[Python-Dev] Unicode howto in the works - feedback appreciated
Stephen J. Turnbull
01 May 2002 16:52:13 +0900
>>>>> "Skip" == Skip Montanaro <firstname.lastname@example.org> writes:
Skip> I began working on a Unicode HOWTO a few weeks ago, got a
Skip> little ways on it, then ignored it until this morning. I
Skip> added a little bit more to it then decided I should get some
Skip> feedback. You can view it at
A few comments.
Overall, I like this intro. Technically it's horrible<wink> but I
think it will hit your target audience where they live.
[What Is Unicode?]
1. Characters are "atomic units of text" that have properties. Since
they're atoms, we represent them by integers in computer programs.
Among the properties are their glyphs (graphical representation),
classes (alpha, num, whitespace, etc), and so on. It is a bad
idea to identify characters with their glyphs.
2. Alphabets are abstract sets of characters.
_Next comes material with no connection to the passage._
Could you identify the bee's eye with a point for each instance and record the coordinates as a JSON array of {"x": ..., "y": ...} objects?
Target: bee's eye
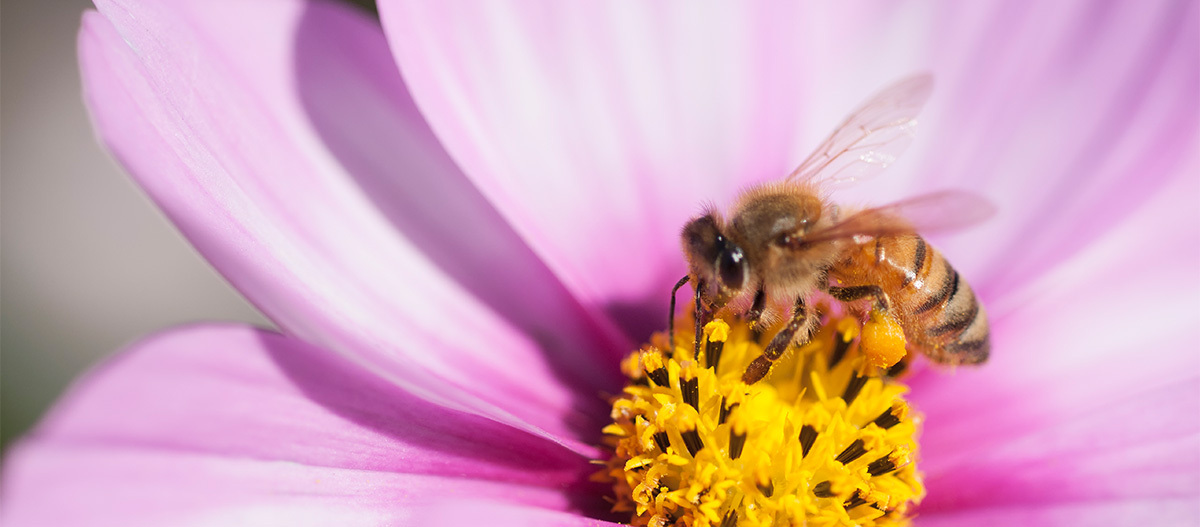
[{"x": 731, "y": 268}]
Coded character sets
map characters to integer representations. "Encoding" is a
reasonable synonym for "coded character set". Avoid "charset"
except when talking about the charset parameter of Content-Type.
3. Typo in last sentence "I will suggest that YOU should use UTF-8."
1. Most programming languages are restricted to ASCII, except perhaps
for user-defined identifiers. This means that programming tools
need only be 8-bit clean to handle UTF without corruption.
2. Space efficiency is _not_ an advantage of UTF-8 vs. UTF-16. ASCII
and most Western European languages, yes. Greek, Hebrew, Arabic
or Russian will be nearly a wash (whitespace, punctuation, and
numerals give you what savings you're gonna get), and everybody
east of Eden takes a 50% hit. The real tradeoff is "string ==
array of fixed-width object" semantics vs upward compatibility from
ASCII for languages where most tokens contain only ASCII.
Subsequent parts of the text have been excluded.